Nessy Guerra, l’appello del padre (nascosto con lei e la nipote in Egitto): «Non ce la facciamo più a vivere così, noi cittadini di serie C»

«Non ce la facciamo più a vivere così. Ci sentiamo cittadini di serie C. Se fossimo amici o parenti di La Russa, Renzi, Tajani o della Meloni, a questo punto staremmo in panciolle in un bel prato in Italia. Invece non siamo nessuno». Lo afferma, in un’intervista a La Stampa, Giampaolo Guerra, il padre di Nessy, la ragazza condannata per adulterio in Egitto. «Viviamo nascosti e siamo ormai allo stremo delle forze economiche – aggiunge -. Campiamo in quattro con la mia pensione da 750 euro al mese. Ci siamo mangiati tutti i soldi che avevamo da parte per supportare nostra figlia». Nessy Guerra è la donna originaria di Sanremo e mamma di una bimba di tre anni, condannata ad aprile per adulterio a seguito della denuncia dell’ex marito italo-egiziano Tamer Hamouda. L’uomo, cittadino italo-egiziano, è stato condannato in via definitiva in Italia per reati di stalking e violenza ai danni di un’altra donna. È stato inoltre indagato dalla Procura di Genova per maltrattamenti e tentata sottrazione di minore.

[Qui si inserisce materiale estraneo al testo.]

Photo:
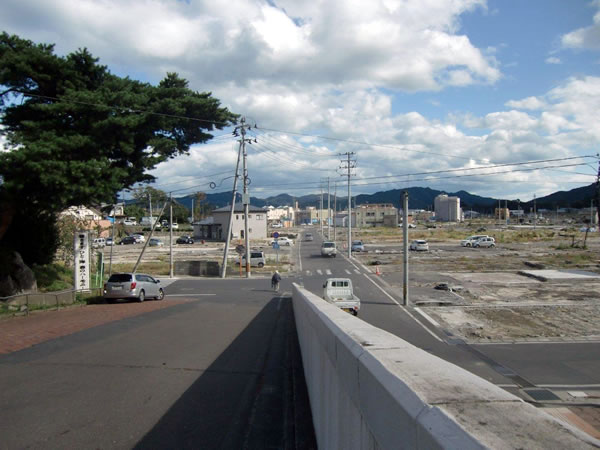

«Ci devono ammazzare a bastonate prima che qualcuno si muova?»
Sul fatto che il tribunale egiziano consideri credibile un uomo condannato in Italia per gravi reati replica: «È un paese profondamente patriarcale. Hamouda è matto come un cavallo, fa video dove si proclama ‘Gesù Cristo’ e minaccia tutti, persino la Meloni. Eppure nessuno fa niente. È palesemente un folle, ma tutto quello che dice in tribunale viene accettato come vero». «È come se fossimo invisibili – afferma ancora il padre di Nessy Guerra -. Sono passati tre anni. Cosa deve succedere ancora? Ci devono ammazzare a bastonate prima che qualcuno si muova? Ora serve un aereo militare: vengono giù, ci caricano e ci portano via. Punto».